Kidney and urinary tract disorders
The spectrum of renal disease in children differs from that in adults:
• Many structural abnormalities of the kidneys and urinary tract are identified on antenatal ultrasound screening
• Urinary tract infection, vesicoureteric reflux and urinary obstruction have the potential to damage the growing kidney
• Nephrotic syndrome is usually steroid-sensitive and only rarely leads to chronic renal failure
• Chronic renal disorders and the drugs used to treat them may affect growth and development.

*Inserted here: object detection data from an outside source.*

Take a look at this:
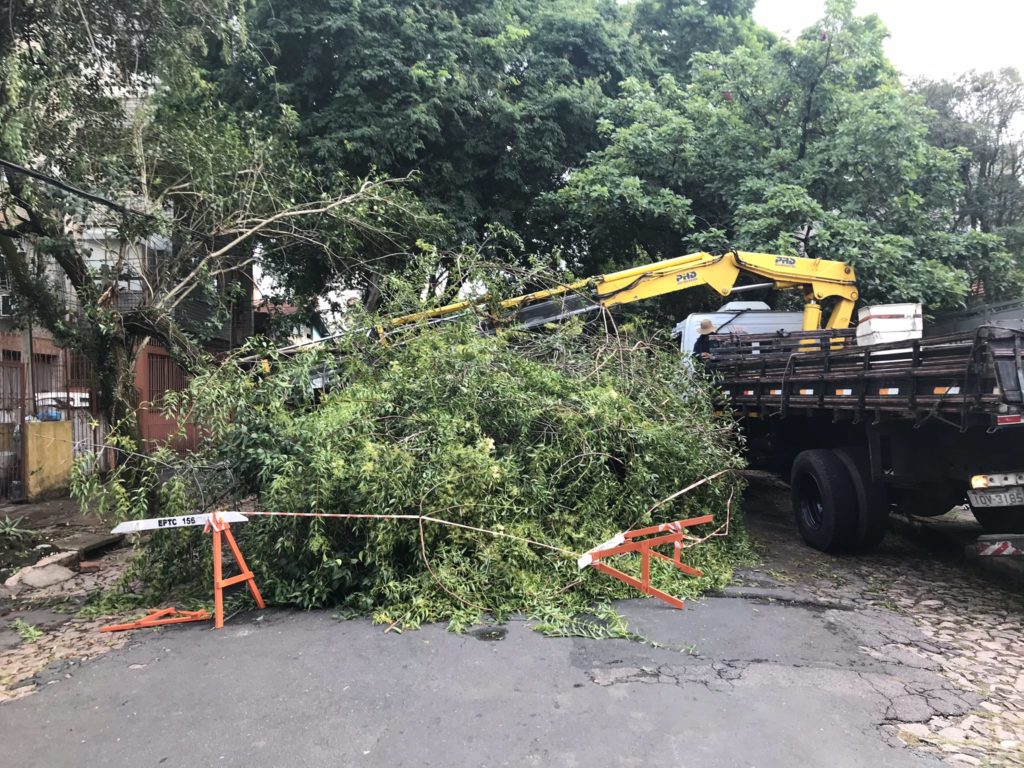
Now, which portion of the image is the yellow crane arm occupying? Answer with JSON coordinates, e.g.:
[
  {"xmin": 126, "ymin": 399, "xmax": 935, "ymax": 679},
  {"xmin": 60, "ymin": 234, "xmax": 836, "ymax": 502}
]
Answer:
[{"xmin": 389, "ymin": 251, "xmax": 858, "ymax": 331}]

Assessment of the kidneys and urinary tract
The glomerular filtration rate (GFR) is low in the newborn infant and is especially low in premature infants; the GFR at 28 weeks’ gestation is only 10% of the term infant. In term infants, the corrected GFR (15–20 ml/min per 1.73 m2) rapidly rises to 1–2 years of age when the adult rate of 80 to 120 ml/min per 1.73 m2 is achieved (Fig. 18.1). The assessment of renal function in children is listed in Table 18.1 and the radiological investigations of the kidneys and urinary tract in Table 18.2.
Table 18.1
Assessment of renal function in children
Plasma creatinine concentration (PCr) | Main test of renal function. Rises progressively throughout childhood according to height and muscle bulk. May not be outside laboratory ‘normal range’ until renal function has fallen to less than half normal |
Estimated glomerular filtration rate (eGFR) | The formula eGFR = k × height (cm) ÷ creatinine (µmol/L) provides estimate of GFR. Better measure of renal function than creatinine and useful to monitor renal function serially in children with renal impairment (k is 40 if creatinine measured using Jaffe method or 30 if measured enzymatically) |
Inulin or EDTA glomerular filtration rate | More accurate as clearance from the plasma of substances freely filtered at the glomerulus, and is not secreted or reabsorbed by the tubules. Need for repeated blood tests limits use in children |
Creatinine clearance | Requires timed urine collection and blood tests. Rarely done in children as inconvenient and inaccurate |
Plasma urea concentration | Increased in renal failure, often before creatinine starts rising, and raised levels may be symptomatic. Urea levels also increased by high protein diet and if in a catabolic state. |
Table 18.2
Radiological investigation of the kidneys and urinary tract
(mercapto-acetyl-triglycine, labelled with 99mTc)

Congenital abnormalities
• be associated with abnormal renal development or function
• predispose to postnatal infection
• involve urinary obstruction which requires surgical treatment.
Anomalies detectable on antenatal ultrasound screening
Absence of both kidneys (renal agenesis) – as amniotic fluid is mainly derived from fetal urine, there is severe oligohydramnios resulting in Potter syndrome (Fig. 18.2a, 18.2b), which is fatal.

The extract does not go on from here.